The power of Ibsen's A Doll's House lies in the undercurrents beneath the action, the unspoken subtext between the characters. The power of Shared Experience lies in their ability to physicalise emotions. A brave, or some would say strange, choice then to stage Ibsen’s classic.
Past productions by Shared Experience, such as Mill on the Floss, Anna Karenina, Jane Eyre and War and Peace, have revelled in what makes so much physical theatre effective – the visual manifestation of a character's subconscious. When adapting a
novel for the stage, this styles serves them well. However, a playscript such as A Doll’s House has already been fully dramatised. This production, therefore, inevitably spoon-feeds its audience, as every thought and deed is shoved down our throats to such a degree that there is nothing left for us to mentally munch on.
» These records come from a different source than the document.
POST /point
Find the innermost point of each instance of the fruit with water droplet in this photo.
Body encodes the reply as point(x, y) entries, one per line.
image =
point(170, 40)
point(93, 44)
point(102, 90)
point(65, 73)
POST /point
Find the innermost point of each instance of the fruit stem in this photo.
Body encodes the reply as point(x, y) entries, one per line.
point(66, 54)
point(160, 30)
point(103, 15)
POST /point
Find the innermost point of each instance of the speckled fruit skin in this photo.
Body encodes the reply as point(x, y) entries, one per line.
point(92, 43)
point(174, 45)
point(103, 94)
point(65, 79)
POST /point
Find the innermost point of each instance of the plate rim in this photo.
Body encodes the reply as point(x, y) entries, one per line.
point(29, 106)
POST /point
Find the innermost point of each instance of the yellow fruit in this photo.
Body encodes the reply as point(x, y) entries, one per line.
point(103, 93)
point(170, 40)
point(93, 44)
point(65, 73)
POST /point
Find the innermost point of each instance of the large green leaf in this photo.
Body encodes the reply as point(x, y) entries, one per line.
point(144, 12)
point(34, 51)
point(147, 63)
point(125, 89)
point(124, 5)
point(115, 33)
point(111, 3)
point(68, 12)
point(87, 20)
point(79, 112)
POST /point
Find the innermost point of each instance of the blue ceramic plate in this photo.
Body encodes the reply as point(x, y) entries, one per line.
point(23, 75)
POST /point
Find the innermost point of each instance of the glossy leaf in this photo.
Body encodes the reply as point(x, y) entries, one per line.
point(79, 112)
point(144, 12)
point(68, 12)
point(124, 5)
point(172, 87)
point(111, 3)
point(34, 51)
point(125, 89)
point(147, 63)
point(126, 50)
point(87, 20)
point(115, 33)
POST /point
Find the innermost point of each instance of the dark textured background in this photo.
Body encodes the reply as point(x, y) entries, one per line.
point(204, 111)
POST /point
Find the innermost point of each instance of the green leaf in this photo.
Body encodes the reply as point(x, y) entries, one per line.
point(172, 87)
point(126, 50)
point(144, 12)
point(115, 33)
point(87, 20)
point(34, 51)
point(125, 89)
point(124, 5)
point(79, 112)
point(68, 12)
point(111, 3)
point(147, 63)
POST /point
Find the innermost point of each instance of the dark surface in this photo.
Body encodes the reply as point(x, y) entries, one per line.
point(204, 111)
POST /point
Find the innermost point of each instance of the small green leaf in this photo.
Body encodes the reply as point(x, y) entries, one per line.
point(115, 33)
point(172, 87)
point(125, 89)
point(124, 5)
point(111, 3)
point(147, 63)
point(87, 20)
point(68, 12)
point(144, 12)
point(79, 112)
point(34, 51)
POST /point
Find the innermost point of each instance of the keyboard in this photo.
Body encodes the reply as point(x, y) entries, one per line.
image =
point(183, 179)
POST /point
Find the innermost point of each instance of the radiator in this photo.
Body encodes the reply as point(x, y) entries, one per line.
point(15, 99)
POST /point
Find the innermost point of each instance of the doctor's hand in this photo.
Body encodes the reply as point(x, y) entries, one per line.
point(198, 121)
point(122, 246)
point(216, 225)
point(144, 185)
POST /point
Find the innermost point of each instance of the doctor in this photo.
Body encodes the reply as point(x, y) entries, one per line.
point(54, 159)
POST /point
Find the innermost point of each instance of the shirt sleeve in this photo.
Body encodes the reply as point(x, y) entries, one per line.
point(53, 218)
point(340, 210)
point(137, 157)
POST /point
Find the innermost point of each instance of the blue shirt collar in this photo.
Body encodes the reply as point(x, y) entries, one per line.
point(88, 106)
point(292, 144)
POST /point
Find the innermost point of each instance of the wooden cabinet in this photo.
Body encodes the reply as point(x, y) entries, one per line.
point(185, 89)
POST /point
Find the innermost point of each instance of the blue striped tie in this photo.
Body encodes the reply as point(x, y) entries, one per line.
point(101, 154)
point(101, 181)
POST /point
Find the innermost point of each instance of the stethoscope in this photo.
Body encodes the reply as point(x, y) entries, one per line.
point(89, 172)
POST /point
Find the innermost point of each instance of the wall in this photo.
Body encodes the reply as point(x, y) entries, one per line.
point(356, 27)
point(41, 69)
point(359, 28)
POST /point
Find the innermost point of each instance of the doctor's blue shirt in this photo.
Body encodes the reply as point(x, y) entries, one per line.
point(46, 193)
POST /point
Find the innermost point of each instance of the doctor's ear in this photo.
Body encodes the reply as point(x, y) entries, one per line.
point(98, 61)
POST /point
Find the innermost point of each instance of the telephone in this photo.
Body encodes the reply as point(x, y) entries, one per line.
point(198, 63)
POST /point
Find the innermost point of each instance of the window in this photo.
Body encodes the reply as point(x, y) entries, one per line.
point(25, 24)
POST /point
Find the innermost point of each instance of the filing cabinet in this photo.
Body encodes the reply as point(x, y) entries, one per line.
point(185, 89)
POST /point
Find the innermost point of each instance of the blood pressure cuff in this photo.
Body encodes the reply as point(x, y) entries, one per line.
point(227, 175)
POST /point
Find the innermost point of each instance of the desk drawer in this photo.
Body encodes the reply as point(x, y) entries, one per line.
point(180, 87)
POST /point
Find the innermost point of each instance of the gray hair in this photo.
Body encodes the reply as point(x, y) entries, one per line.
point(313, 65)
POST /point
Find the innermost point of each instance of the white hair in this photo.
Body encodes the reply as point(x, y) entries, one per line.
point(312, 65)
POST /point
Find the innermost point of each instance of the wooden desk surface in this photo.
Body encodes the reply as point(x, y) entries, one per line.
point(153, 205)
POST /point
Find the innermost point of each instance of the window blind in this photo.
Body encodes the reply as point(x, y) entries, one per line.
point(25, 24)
At first Anne-Marie Duff is bright and refreshing as Nora, a woman caught in a web of sexual and domestic games. But the production lets her down. The sense of menace would be felt much more keenly without the constant physicalising of her fears. Much of the acting seems melodramatic and misplaced. There are glimmers of Shared Experience's trademark imagery – Nora's erotic twisting of a string of silver beads depicting woman as a plaything struck a chord. But the design alone, although visually beautiful, is not enough to bring anything more than predictability to a production flawed in too many fundamental ways.
As much as I have enjoyed their past work, even I must acknowledge that Shared Experience have the right to fail. It is just a shame they had to do it with such a great play.